Raul Maia Cabral (born 6 October 1981) is a Brazilian football coach, currently the head coach of Figueirense.

==Career==
Born in Tubarão, Santa Catarina, Cabral started his career at Figueirense, being a manager of the club's youth sides. In July 2013 he moved to fierce rival Avaí, again assigned to the youth setup.

In 2014, Cabral was appointed assistant manager of the main squad. He was also named interim in two occasions: the first, as a replacement to Emerson Nunes in a 2–1 win against Figueirense, and the second in four matches after the dismissal of Pingo.

On 19 August 2014 Cabral was appointed at the helm of Grêmio's under-20 side. On 16 December, however, he returned to his previous club Avaí, again as an assistant.

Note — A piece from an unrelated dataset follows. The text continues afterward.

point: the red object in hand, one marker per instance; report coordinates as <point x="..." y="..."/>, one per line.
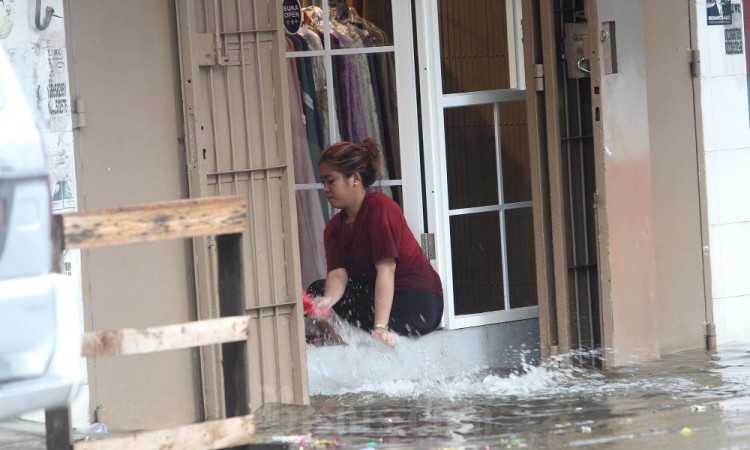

Cabral was also an interim in 2015, but after a 1–2 loss against Marcílio Dias, he was replaced by Gilson Kleina. The latter was sacked on 10 November of that year, and Cabral was again named interim until the end of the year. He remained in charge until March 2016, being replaced by Silas.

On 15 June 2016, Cabral was named Mirassol manager. On 27 October, his departure to Tombense was confirmed, and he spent the 2017 campaign in charge of the club.

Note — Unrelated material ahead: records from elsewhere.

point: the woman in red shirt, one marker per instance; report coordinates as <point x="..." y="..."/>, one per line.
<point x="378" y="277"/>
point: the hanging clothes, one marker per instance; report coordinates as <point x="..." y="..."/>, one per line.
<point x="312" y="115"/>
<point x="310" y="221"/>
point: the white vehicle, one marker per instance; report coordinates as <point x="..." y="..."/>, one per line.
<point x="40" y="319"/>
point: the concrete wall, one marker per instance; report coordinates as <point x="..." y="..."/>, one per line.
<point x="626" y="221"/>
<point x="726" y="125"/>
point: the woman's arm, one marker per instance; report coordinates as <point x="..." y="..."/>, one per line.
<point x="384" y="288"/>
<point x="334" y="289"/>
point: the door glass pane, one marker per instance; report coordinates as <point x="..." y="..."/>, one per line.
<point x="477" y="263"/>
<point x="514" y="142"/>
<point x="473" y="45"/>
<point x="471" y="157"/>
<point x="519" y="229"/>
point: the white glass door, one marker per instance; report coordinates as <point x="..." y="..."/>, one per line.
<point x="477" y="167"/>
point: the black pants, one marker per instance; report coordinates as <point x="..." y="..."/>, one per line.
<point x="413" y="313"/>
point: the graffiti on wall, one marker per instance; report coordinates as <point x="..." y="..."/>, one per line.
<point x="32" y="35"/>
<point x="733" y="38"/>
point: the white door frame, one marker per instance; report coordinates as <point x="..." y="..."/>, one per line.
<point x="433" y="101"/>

On 19 March 2018, Cabral was confirmed as head coach of Concórdia, and finished the season at Jataiense. He then returned to Mirassol in 2019, now in charge of the under-20 team, before being named coordinator of Figueirense's youth categories on 15 November of that year.

On 22 October 2020, after working as an assistant at Figueira, Cabral was appointed Primavera head coach. He was named in charge of Juventus de Jaraguá on 4 December, but was dismissed the following 5 March, after just three matches into the new season.

On 20 March 2021, Cabral was announced at Luverdense. Sacked on 5 May, he took over Hercílio Luz on 30 July.

On 30 November 2023, Cabral returned to Tombense in the place of Moacir Júnior. He was sacked on 13 July 2025, after more than a year in charge, and took over fellow league team Ypiranga-RS fifteen days later.

On 16 April 2026, Cabral left Ypiranga to return to his first club Figueirense, now as a first team head coach.